Quise ser humorista y le escribí en mi cuadernillo: «Es para mi hijo». Pero no
le hizo gracia. Otra noche se acordó de mi respuesta al verme recogiendo migajas
sobrantes de todos los pensionistas y me preguntó cuántos años tenía ya mi hijo. No
supe qué contestarle, porque deseaba seguir la broma y no se me ocurría nada
ingenioso. Pero ella estaba festiva y sin esperar respuesta a la primera pregunta me
hizo una segunda: «¿Cómo se llama su hijo?». Ahí, con su café, hablaba Rovira.
Contaba de las guerras o de alguna guerra. Yo anoté en mi cuadernillo, para la
muchacha: «Guerra».
—¡Je! Se llama Guerra. Un nene que se llama Guerra.
Entonces me fue fácil, también por el éxito, la respuesta a la primera pregunta:
«Tiene los años de la humanidad y todavía más». Pero ella ya no me entendió.
Yo escribía algo, una carta, y crujió la tapa del cajón puesto arriba. Era la tapa
del cajón de arriba presionada desde adentro y astillándose segundo a segundo.
No podía ser alguna fórmula de mi padre, debía de ser el pericote, que yo
tenía olvidado, olvidado ya por tres días, con la emoción de haber recibido esa carta
de mi hermana, al cabo de tantos años. No estaba solo, no.

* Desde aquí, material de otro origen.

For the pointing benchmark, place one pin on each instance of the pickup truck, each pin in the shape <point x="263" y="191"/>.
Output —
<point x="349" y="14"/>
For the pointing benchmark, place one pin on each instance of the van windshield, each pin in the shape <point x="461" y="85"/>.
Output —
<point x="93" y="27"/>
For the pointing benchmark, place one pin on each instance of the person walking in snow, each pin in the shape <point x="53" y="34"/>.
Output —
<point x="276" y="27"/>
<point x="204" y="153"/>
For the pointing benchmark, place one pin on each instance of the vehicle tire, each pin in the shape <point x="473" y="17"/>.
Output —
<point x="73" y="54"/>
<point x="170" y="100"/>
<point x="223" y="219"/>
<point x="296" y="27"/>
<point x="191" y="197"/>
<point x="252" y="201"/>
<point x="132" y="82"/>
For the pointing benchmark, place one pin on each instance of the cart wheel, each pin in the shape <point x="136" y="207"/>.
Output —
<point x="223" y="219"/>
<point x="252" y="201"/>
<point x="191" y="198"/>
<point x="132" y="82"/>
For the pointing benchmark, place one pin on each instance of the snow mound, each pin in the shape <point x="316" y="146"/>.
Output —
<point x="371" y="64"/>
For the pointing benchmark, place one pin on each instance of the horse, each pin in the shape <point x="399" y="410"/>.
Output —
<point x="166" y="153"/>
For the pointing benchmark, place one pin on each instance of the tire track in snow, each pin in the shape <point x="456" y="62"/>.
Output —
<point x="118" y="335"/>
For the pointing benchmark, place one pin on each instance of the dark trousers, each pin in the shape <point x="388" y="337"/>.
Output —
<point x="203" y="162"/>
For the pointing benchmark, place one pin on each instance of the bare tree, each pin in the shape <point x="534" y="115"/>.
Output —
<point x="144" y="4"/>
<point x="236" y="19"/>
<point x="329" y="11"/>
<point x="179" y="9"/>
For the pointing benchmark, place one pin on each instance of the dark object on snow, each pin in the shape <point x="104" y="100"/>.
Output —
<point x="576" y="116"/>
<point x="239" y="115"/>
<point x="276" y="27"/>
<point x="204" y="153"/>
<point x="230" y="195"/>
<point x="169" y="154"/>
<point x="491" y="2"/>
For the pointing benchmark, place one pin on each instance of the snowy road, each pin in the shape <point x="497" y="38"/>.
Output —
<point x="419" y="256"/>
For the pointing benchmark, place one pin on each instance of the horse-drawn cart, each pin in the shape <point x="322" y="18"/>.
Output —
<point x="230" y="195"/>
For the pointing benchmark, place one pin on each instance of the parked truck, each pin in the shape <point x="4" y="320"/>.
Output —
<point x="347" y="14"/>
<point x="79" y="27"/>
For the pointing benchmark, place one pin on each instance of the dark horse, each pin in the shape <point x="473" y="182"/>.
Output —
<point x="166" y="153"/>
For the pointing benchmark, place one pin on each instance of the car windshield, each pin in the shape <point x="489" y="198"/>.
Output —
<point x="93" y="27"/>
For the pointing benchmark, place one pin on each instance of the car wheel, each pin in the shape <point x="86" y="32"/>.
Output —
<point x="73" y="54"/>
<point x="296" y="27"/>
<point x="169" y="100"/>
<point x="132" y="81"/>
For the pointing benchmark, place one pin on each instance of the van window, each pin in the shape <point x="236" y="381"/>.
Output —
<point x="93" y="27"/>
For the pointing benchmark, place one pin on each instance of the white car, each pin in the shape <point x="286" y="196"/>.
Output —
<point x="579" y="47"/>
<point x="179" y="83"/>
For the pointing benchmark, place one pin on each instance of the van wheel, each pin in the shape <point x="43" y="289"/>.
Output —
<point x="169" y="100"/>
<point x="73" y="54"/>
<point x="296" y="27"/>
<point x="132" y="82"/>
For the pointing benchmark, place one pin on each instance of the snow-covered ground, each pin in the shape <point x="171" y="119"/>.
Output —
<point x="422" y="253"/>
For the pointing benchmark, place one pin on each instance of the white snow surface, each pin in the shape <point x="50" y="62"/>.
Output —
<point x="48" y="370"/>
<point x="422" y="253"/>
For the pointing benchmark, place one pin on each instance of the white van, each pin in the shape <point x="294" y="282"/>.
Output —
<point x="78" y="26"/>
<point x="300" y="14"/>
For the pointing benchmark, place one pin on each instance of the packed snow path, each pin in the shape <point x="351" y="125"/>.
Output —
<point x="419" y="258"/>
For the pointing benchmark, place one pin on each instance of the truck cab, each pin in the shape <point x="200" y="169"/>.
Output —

No estaba solo en el mundo, no; pero en ese momento, en la pieza, tan tarde,
sí, y sin voz, que me hizo tanta falta cuando asomó y sacó la cabeza gorda de bestia
cebada, cuando puso afuera —⁠engendro asqueroso⁠— medio cuerpo desmesurado y
dos patitas todavía minúsculas. Era un monstruo repelente y fiero que me miraba
como en reclamación, como anunciando castigo, venganza, y allí voy por ti mientras
te revuelves en la impotencia de tu propio espanto.
No podía salir aún porque la panza le resultaba, seguramente, demasiado
voluminosa, y un escaso lapso de tregua a mi pavor, vergonzoso pero justificado, me
sirvió para escapar de la silla y subirme a la cama.
Forcejeó más y se arrojó, se arrojó hacia mí; cayó como un derrame de leche
condensada, de puro gordo y graso, de pura miga y papel. Y grande, deforme,
pelando dientes, avanzaba, avanzaba, arrastrado, gomoso, hasta que sentí en mi
mano la lapicera y se la lancé como un puñal. Se le clavó en el lomo y vi la sangre
brotar en un chorro mugriento, curvo, decadente pero continuo en su manar.
Desfallecí. Caí en mi lechó, boca arriba, abandonado, vencido. El miedo y el
asco me forzaban a la lasitud fatal y me forzaron, ¡oh, maravilla!, me forzaron un
aliento de voz que yo no sabía qué era y creí sería, deseé que fuese, Una flauta. Y mi
arroyito de voz era el terror afinándose en música al paso por una flauta.
Ha quedado el rastro de sangre hasta el canal. Yo no pude verlo, nunca podría
verlo. Y sin embargo lo veo. Lo veo desplazándose como una bola lustrosamente
inmunda con un lapicero hundido en un hoyo de tinta roja.